# Can my air pump run 2-air stones?



## 50galkid (Mar 17, 2012)

Hi I have an aqua expert 600 air pump, a t-valve and 2 small air stones.
Can my pump run the 2 air stones?


----------



## Byron (Mar 7, 2009)

Is there an indication on the package as to the number of devices/air stones the pump will operate? I'm not familiar with this particular model, and can't seem to find this data online.

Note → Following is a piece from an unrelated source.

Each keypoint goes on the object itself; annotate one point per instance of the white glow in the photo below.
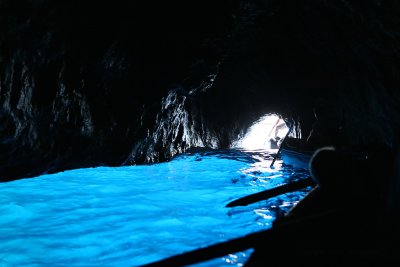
(260, 132)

But as you have the pump and the rest, hook it up and see. If it sends a decent airstream through both airstones, you're fine. If it won't, then a larger pump will be required.


----------



## 50galkid (Mar 17, 2012)

What other air pumps do you know that can pump 2 air stones and at a reasonable price?


----------



## Sherry1966 (Oct 3, 2012)

It will. I run 2 airstones off my 400 with no problems. That particular tank has been running for 3 years now.


----------



## DKRST (Jan 11, 2011)

Any airflow problems, always try to shorten the air line as much as possible and check the valves for leaks by submerging the valves (with the air running through the system) in the tank. I find a lot of air flow control valves leak around the connections! I have even had the "T" connectors leak due to poor construction. You may need a valve or two to make both airstones work. If one airstone's resistance to airflow is slightly high, most of the air will flow through the airstone of least resistance!


----------